1.10 - Further Examples

Example 1-6: Teen Birth Rate and Poverty Level Data Section

This dataset of size n = 51 is for the 50 states and the District of Columbia in the United States (Poverty data). The variables are y = the year 2002 birth rate per 1000 females 15 to 17 years old and x = poverty rate, which is the percent of the state’s population living in households with incomes below the federally defined poverty level. (Data source: Mind On Statistics, 3rd edition, Utts and Heckard).

The plot of the data below (birth rate on the vertical) shows a generally linear relationship, on average, with a positive slope. As the poverty level increases, the birth rate for 15 to 17-year-old females tends to increase as well.

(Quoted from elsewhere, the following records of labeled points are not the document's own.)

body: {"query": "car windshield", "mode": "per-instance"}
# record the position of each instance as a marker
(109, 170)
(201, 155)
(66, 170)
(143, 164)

The figure below, created in Minitab using Stat >> Regression >> Fitted Line Plot, shows a regression line superimposed on the data. The equation is given near the top of the plot. Minitab should have written that the equation is for the “average” birth rate (or “predicted” birth rate would be okay too) because a regression equation describes the average value of y as a function of one or more x-variables. In statistical notation, the equation could be written \(\hat{y} = 4.267 + 1.373x \).

The interpretation of the slope (value = 1.373) is that the 15 to 17-year-old birth rate increases by 1.373 units, on average, for each unit (one percent) increase in the poverty rate.
The interpretation of the intercept (value=4.267) is that if there were states with a poverty rate = 0, the predicted average for the 15 to 17-year-old birth rate would be 4.267 for those states. Since there are no states with a poverty rate = 0 this interpretation of the intercept is not practically meaningful for this example.

In the graph with a regression line present, we also see the information that s = 5.55057 and \(R^{2}\) = 53.3%.

The value of s tells us roughly the average difference between the y-values of individual observations and predictions of y based on the regression line.
The value of \(R^{2}\) can be interpreted to mean that poverty rates "explain" 53.3% of the observed variation in the 15 to 17-year-old average birth rates of the states.

The \(R^{2}\) (adj) value (52.4%) is an adjustment to \(R^{2}\) based on the number of x-variables in the model (only one here) and the sample size. With only one x-variable, the adjusted \(R^{2}\) is not important.

Example 1-7: Lung Function in 6 to 10 Year Old Children Section

The data are from n = 345 children between 6 and 10 years old. The variables are y = forced exhalation volume (FEV), a measure of how much air somebody can forcibly exhale from their lungs, and x = age in years. (Data source: The data here are a part of a dataset given in Kahn, Michael (2005). "An Exhalent Problem for Teaching Statistics", The Journal of Statistical Education, 13(2).

Below is a plot of the data with a simple linear regression line superimposed. The plot was done in Minitab and as pointed out earlier, the word “average” should come before the y-variable name.

The estimated regression equation is that average \(FEV = 0.0498 + 0.2621 \times age\). For instance, for an 8 year old we can use the equation to estimate that the average \(FEV = 0.0498 + 0.2621 \times (8) = 2.1466\).
The interpretation of the slope is that the average FEV increases by 0.2621 for each one-year increase in age (in the observed age range).

An interesting and possibly important feature of these data is that the variance of individual y-values from the regression line increases as age increases. This feature of data is called non-constant variance. For example, the FEV values of 10-year-olds are more variable than the FEV values of 6-year-olds. This is seen by looking at the vertical ranges of the data in the plot. This may lead to problems using a simple linear regression model for these data, which is an issue we'll explore in more detail in Lesson 4.

Above, we only analyzed a subset of the entire dataset. The full dataset (FEV Data) is shown in the plot below:

As we can see, the range of ages now spans 3 to 19 years old and the estimated regression equation is FEV = 0.4316 + 0.2220 × age. Both the slope and intercept have noticeably changed, but the variance still appears to be non-constant. This illustrates that it is important to be aware of how you are analyzing your data. If you only use a subset of your data that spans a shorter range of predictor values, then you could obtain noticeably different results than if you had used the full dataset.